JAKARTA, KOMPAS.com - Komisioner Ombudsman Adrianus Meliala menyarankan DPR untuk membuat dasar hukum yang mengatur ganti rugi pemerintah kepada masyarakat yang jadi korban kemacetan jalan.
Hal itu disampaikannya dalam menanggapi permintaan anggota DPR yang meminta pemerintah mengganti kerugian pengguna jalan.
(Baca: Soal Pemudik Meninggal Dunia, Kepala Dinkes Brebes Nyatakan Perlu Verifikasi)
Sebanyak 17 pemudik dikabarkan meninggal selama arus mudik Lebaran, sejak 29 Juni hingga 5 Juli 2016 di wilayah Kabupaten Brebes, Jawa Tengah.
Sebagian dari korban tersebut meninggal saat kemacetan parah. "Saran saya kalau DPR meminta begitu ya DPR buat dasar hukumnya. Minta pemerintah bikin Perppu. Agar pemerintah punya dasar untuk perintahkan jasa Raharja untuk bayar ganti rugi dengan dasar macet," kata Adrianus di NTMC, Jakarta, Jumat (8/7/2016).

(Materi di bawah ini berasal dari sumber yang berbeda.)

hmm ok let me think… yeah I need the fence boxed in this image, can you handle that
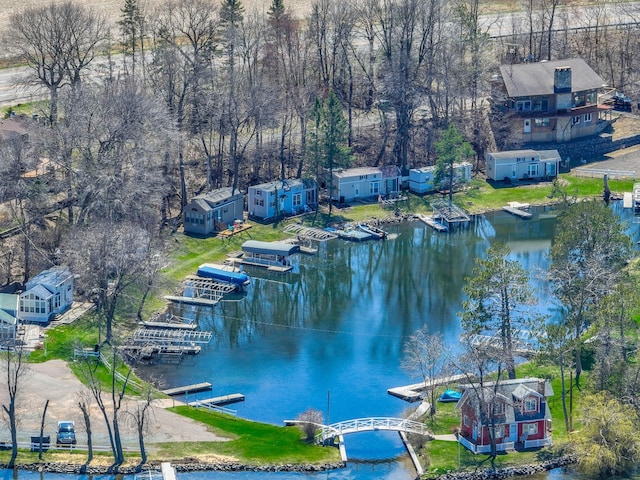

Adrianus mengatakan pemberian ganti rugi harus sesuai dengan dasar hukum yang berlaku. Menurutnya, ganti rugi dapat diberikan bila terjadi kecelakaan.
"Tapi kalau orang yang macet apakah masuk dalam kategori kecelakaan? Semua harus ada dasar hukumnya agar kita tidak memakai pendekatan diskresi," ucap Andrianus.
Sebelumnya, Wakil Ketua DPR RI Fahri Hamzah berpendapat, pemerintah atau pengelola jalan tol harus memberikan ganti rugi atas kematian yang terjadi selama arus mudik Lebaran 2016.
(Baca: Fahri Hamzah: Pemudik yang Meninggal akibat Kemacetan Harus Dapat Santunan)
"Kematian (selama arus mudik) harus diganti rugi dari pemerintah dan pengelola tol," ujar Fahri melalui siaran persnya, Kamis (7/7/2016).
Ganti rugi itu harus diberikan karena pemerintah dianggap lalai mengelola arus mudik sehingga menyebabkan kematian pemudik. Peristiwa kematian di tengah arus mudik, sebut Fahri, sama saja dengan kecelakaan lalu lintas di mana korban dan keluarganya mendapat santunan.
"Ini sudah masuk pembunuhan namanya. Ini sama saja kalau orang naik bus, kecelakaan, lalu mati," ujar politikus Partai Keadilan Sejahtera (PKS) tersebut.